2022年7月に発生した安倍晋三元首相銃撃事件をめぐり、裁判員裁判の初公判が10月28日から奈良地裁で始まる。山上徹也被告(45)は殺人罪などで起訴され、殺人罪については起訴内容を認める方針を示す一方で、銃刀法違反や武器等製造法違反の一部については争う姿勢を見せている。裁判では、山上被告の母親が証人として出廷することが決定。裁判は12月に結審し、判決は来年1月21日に言い渡される予定だ。
事件の捜査や法医学的な検証に関しては、いくつかの未解明の点が残されている。銃弾の弾道、射入方向、安倍氏の救命治療に当たった奈良県立医大付属病院の福島英賢医師(教授)の所見と、奈良県警の司法解剖の食い違いなど、物理的・医学的に整合性が取りきれていないと指摘される部分があるが、こうした矛盾点について警察や政府が十分な再検証を行った形跡はない。
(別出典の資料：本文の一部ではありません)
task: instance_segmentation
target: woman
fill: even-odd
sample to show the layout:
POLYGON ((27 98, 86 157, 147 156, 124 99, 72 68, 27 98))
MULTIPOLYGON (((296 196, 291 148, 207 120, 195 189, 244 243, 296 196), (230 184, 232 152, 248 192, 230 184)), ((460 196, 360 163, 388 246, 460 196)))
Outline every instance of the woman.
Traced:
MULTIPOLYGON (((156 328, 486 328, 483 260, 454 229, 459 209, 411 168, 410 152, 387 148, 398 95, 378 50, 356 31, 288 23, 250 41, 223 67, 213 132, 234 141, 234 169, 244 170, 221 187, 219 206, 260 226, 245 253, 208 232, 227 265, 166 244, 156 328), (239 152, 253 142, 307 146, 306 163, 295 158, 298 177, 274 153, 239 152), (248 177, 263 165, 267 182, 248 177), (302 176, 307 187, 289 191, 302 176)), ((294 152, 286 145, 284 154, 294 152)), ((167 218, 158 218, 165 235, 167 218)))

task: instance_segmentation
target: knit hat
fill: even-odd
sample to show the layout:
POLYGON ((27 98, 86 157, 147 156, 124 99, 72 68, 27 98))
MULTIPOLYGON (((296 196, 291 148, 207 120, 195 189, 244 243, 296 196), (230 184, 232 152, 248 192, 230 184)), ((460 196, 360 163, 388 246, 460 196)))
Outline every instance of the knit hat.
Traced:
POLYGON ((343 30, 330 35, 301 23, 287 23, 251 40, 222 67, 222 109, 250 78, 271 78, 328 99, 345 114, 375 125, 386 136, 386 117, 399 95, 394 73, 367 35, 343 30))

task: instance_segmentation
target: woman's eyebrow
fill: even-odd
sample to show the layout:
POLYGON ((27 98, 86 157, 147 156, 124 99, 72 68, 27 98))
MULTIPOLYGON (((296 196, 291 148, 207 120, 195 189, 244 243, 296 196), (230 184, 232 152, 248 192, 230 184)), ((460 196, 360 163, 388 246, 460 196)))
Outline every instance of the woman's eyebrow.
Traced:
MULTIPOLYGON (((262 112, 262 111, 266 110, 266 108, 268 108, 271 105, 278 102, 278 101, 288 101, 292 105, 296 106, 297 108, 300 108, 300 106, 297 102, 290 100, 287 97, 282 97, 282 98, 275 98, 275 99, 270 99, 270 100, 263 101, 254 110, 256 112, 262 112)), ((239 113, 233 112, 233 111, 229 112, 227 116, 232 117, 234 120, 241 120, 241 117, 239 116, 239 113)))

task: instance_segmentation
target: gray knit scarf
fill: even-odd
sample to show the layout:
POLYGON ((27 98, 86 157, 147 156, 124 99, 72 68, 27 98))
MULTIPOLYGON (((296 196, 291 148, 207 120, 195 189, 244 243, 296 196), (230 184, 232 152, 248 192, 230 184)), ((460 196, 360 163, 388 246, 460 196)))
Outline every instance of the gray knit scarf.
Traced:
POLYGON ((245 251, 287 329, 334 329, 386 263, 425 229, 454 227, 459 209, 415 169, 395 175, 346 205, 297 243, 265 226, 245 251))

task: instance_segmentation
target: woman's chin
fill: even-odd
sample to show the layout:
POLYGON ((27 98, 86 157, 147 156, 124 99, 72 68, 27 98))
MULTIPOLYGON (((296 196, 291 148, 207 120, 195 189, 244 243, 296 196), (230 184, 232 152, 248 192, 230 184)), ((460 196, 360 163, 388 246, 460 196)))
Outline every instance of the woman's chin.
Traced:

専門家の一部や政治家の中には、事件の経緯を改めて検証すべきだと訴える動きもある。自民党の高鳥修一元衆院議員は月間Hanadaの取材に答え、党内に独立した調査チームを設けて事実関係を再確認する必要性を指摘してきたと述べた。しかし元首相の暗殺であるにもかかわらず、政府や与党による再調査の具体的な動きは見られない。
裁判は法的手続きを踏んで進められているものの、公的な再検証や詳細な情報開示が不十分なまま進行することへの懸念は根強い。